Pete stared at the dissected robots, a cooling mass of nerve-netting, batteries, veiny armor plates, and gelatin. “Why do they look so crazy?”
“‘Cause they grew all by themselves. Nobody ever designed them.” Katrinko glanced up. “You remember those big virtual spaces for weapons design, that they run out in Alamagordo?”
“Yeah, sure, Alamagordo. Physics simulations on those super-size quantum gelbrains. Huge virtualities, with ultra-fast, ultra-fine detail. You bet I remember New Mexico! I love to raid a great computer lab. There’s something so traditional about the hack.”
“Yeah. See, for us NAFTA types, physics virtualities are a military app. We always give our tech to the military whenever it looks really dangerous. But let’

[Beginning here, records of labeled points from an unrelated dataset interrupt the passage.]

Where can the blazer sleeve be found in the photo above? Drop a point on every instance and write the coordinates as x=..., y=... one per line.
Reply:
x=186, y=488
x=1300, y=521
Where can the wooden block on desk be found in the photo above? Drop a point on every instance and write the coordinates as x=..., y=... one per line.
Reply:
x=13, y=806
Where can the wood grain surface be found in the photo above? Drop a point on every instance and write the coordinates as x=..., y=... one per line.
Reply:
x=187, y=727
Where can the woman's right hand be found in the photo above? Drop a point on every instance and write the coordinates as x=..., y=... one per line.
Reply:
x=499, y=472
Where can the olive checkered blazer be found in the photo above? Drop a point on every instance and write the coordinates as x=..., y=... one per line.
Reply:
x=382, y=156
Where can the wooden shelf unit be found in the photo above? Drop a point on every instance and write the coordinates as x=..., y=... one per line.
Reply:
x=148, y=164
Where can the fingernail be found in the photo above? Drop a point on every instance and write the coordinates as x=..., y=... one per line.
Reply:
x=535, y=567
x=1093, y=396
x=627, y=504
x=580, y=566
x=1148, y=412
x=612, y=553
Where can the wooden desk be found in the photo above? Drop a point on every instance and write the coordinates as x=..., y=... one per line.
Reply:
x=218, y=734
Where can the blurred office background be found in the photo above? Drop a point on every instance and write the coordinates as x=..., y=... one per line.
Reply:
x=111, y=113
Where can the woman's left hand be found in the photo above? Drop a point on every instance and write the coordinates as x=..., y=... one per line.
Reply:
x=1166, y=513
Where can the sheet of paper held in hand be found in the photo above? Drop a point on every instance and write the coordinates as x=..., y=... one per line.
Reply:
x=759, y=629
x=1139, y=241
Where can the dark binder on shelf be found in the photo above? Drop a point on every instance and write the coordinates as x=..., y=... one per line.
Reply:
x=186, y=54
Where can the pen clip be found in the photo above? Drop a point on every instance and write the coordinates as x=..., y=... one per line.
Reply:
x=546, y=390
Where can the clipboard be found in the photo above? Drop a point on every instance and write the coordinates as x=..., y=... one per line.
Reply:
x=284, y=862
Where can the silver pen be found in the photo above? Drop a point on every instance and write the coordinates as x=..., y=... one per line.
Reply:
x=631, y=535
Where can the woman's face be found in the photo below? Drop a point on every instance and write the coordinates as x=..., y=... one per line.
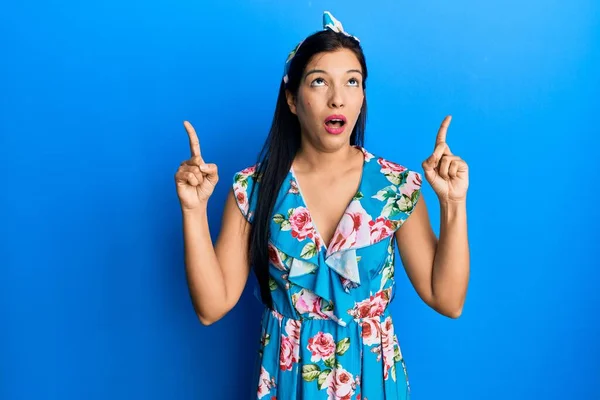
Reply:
x=329, y=99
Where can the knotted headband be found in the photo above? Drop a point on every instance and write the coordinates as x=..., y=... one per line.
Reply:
x=329, y=22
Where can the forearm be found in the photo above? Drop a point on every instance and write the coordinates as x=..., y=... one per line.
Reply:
x=451, y=265
x=204, y=275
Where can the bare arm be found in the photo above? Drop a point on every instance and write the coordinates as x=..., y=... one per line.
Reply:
x=216, y=275
x=438, y=269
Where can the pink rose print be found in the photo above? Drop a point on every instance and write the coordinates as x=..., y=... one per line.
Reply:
x=388, y=167
x=293, y=187
x=308, y=302
x=265, y=383
x=241, y=197
x=301, y=223
x=274, y=258
x=248, y=171
x=380, y=229
x=371, y=331
x=292, y=328
x=374, y=306
x=288, y=353
x=321, y=346
x=368, y=156
x=387, y=345
x=340, y=385
x=277, y=315
x=353, y=229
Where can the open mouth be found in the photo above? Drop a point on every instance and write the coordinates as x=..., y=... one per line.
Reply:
x=334, y=124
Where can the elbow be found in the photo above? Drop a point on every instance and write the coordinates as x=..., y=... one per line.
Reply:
x=207, y=320
x=210, y=318
x=455, y=313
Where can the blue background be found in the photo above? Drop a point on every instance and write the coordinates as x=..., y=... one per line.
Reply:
x=93, y=297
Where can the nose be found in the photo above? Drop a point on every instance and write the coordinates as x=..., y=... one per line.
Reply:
x=336, y=99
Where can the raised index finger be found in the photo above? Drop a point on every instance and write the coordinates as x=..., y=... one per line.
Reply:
x=441, y=137
x=194, y=142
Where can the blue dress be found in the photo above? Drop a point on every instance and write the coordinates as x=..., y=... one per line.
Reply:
x=330, y=333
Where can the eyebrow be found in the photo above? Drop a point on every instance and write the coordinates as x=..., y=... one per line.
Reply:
x=320, y=71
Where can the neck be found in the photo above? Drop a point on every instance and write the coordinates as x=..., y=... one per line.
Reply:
x=317, y=159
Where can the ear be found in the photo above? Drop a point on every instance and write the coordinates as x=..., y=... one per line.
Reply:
x=291, y=101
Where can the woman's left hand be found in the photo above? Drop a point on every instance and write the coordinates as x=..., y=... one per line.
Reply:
x=447, y=174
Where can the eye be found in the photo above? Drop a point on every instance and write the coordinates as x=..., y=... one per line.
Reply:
x=317, y=82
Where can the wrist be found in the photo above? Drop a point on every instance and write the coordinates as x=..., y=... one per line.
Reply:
x=194, y=212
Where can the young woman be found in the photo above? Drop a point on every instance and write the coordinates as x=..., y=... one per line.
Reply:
x=317, y=218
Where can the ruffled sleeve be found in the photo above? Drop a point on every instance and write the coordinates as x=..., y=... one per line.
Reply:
x=244, y=183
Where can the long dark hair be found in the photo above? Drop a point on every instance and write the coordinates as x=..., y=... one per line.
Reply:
x=283, y=142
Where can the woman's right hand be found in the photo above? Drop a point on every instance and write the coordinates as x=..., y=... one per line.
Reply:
x=195, y=180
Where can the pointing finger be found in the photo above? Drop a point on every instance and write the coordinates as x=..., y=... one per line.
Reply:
x=441, y=136
x=193, y=137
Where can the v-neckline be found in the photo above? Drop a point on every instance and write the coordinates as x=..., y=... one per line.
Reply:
x=305, y=204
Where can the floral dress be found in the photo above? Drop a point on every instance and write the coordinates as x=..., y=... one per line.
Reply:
x=330, y=334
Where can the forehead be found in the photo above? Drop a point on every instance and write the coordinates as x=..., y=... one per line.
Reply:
x=338, y=61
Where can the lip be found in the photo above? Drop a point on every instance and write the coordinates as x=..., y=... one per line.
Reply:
x=335, y=131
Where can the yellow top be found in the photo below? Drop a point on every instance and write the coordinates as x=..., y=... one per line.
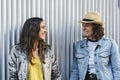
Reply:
x=35, y=71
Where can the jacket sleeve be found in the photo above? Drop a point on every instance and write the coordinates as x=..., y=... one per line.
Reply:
x=115, y=61
x=74, y=70
x=12, y=65
x=55, y=75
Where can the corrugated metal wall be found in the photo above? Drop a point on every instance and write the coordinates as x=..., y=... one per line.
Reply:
x=61, y=17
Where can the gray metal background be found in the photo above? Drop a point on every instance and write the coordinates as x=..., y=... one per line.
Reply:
x=61, y=17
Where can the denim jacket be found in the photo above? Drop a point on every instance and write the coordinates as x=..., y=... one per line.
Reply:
x=106, y=59
x=18, y=65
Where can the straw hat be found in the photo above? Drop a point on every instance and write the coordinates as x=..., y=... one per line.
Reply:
x=92, y=17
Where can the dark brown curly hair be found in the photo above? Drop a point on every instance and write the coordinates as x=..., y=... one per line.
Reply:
x=98, y=31
x=29, y=35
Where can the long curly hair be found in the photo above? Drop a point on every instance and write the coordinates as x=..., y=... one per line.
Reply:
x=98, y=31
x=29, y=35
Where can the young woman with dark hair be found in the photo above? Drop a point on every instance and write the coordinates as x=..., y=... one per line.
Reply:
x=31, y=58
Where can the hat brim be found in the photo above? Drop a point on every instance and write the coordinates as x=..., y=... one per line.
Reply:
x=96, y=22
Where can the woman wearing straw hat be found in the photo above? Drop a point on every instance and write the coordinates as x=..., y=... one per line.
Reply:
x=95, y=57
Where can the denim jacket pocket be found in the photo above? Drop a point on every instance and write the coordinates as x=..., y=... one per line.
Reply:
x=104, y=57
x=80, y=58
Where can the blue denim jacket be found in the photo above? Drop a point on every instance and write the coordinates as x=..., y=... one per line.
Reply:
x=106, y=59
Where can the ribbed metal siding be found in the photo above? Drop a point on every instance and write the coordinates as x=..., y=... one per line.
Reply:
x=61, y=17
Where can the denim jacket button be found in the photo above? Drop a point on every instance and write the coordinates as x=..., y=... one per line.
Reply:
x=97, y=71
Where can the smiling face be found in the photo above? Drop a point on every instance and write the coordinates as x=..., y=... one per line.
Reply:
x=42, y=31
x=87, y=30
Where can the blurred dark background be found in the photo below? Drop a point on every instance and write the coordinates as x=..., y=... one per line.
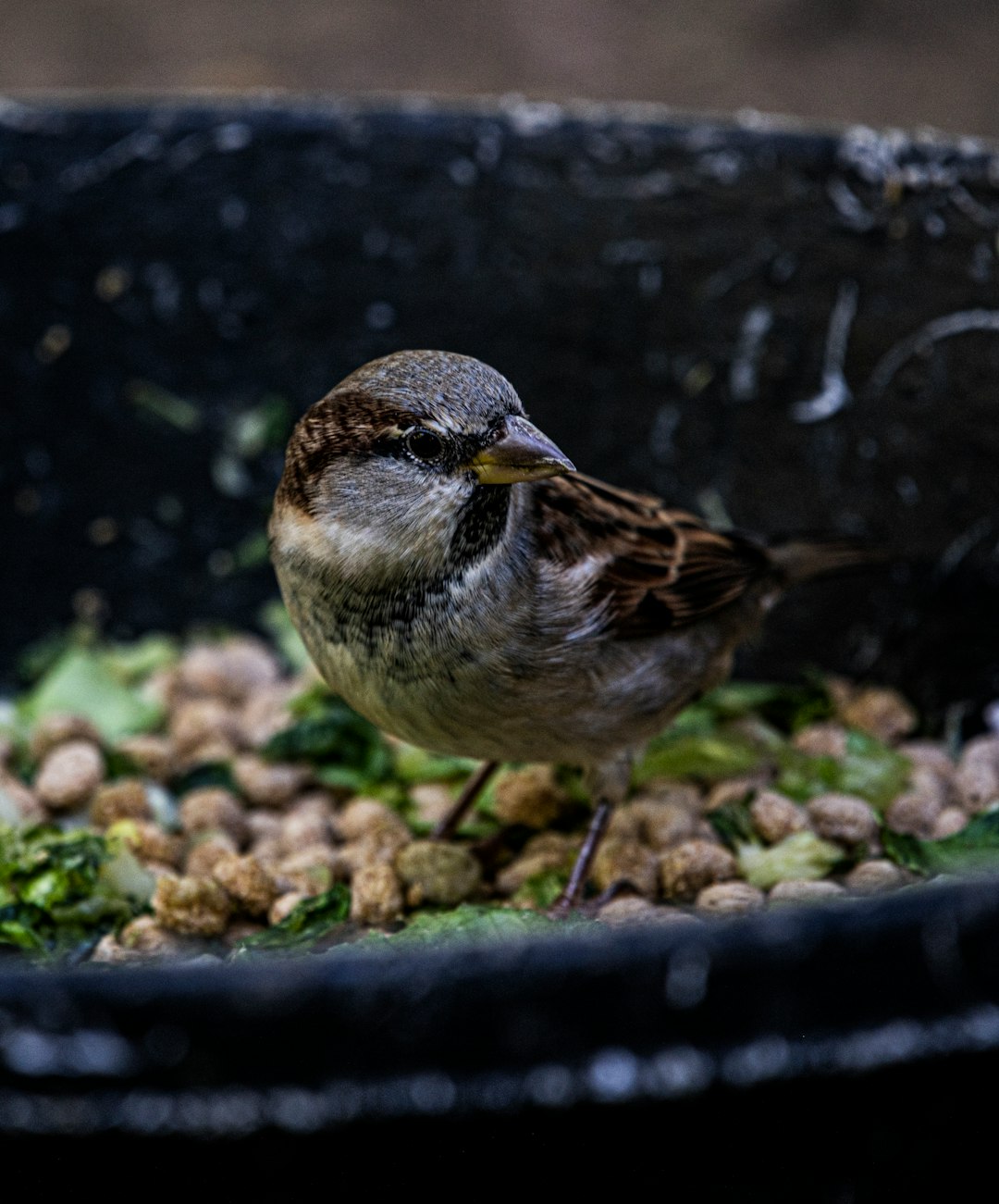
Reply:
x=880, y=62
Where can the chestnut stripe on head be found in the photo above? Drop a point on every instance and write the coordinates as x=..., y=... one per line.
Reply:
x=348, y=423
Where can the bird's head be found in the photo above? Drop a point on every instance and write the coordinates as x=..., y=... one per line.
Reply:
x=407, y=465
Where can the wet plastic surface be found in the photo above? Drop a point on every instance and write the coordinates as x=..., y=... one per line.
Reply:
x=790, y=329
x=786, y=330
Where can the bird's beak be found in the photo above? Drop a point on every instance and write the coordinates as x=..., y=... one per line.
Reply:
x=522, y=453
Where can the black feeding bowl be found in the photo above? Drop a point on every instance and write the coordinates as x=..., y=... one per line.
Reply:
x=783, y=329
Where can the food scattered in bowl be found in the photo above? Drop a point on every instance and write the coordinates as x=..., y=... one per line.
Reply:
x=211, y=799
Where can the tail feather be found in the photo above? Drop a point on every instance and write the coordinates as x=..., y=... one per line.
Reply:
x=800, y=560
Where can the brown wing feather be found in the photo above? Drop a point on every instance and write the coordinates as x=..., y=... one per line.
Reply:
x=662, y=568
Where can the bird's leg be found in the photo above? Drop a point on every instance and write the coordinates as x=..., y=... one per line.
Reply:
x=474, y=788
x=608, y=787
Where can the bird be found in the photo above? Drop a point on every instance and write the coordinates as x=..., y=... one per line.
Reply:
x=463, y=588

s say you don’t share our NAFTA values. You don’t wanna test new weapons systems inside giant virtualities. Let’s say you want to make a can opener, instead.”
During her sleepless hours huddling on watch, Katrinko had clearly been giving this matter a lot of thought. “Well, you could study other people’s can openers and try to improve the design. Or else you could just set up a giant high-powered virtuality with a bunch of virtual cans inside it. Then you make some can opener simulations, that are basically blobs of goo. They’re simulated goo, but they’re also programs, and those programs trade data and evolve. Whenever they pierce a can, you reward them by making more copies of them. You’re running, like, a million generations of a million different possible can openers, all day every day, in a simulated space.”
The concept was not entirely alien to Spider Pete. “Yeah, I’ve heard the rumors. It was one of those stunts like Artificial Intelligence. It might look really good on paper, but you can’t ever get it to work in real life.”
“Yeah, and now it’s illegal too. Kinda hard to police, though. But let’s imagine you’re into economic warfare and you figure out how to do this. Finally, you evolve this super weird, super can opener that no human being could ever have invented. Something that no human being could even imagine. Because it grew like a mushroom in an entire alternate physics. But you have all the specs for its shape and proportions, right there in the supercomputer. So to make one inside the real world, you just print it out like a photograph. And it works! It runs! See? Instant cheap consumer goods.”
Pete thought it over. “So you’re saying the Sphere people got that idea to work, and these robots here were built that way?”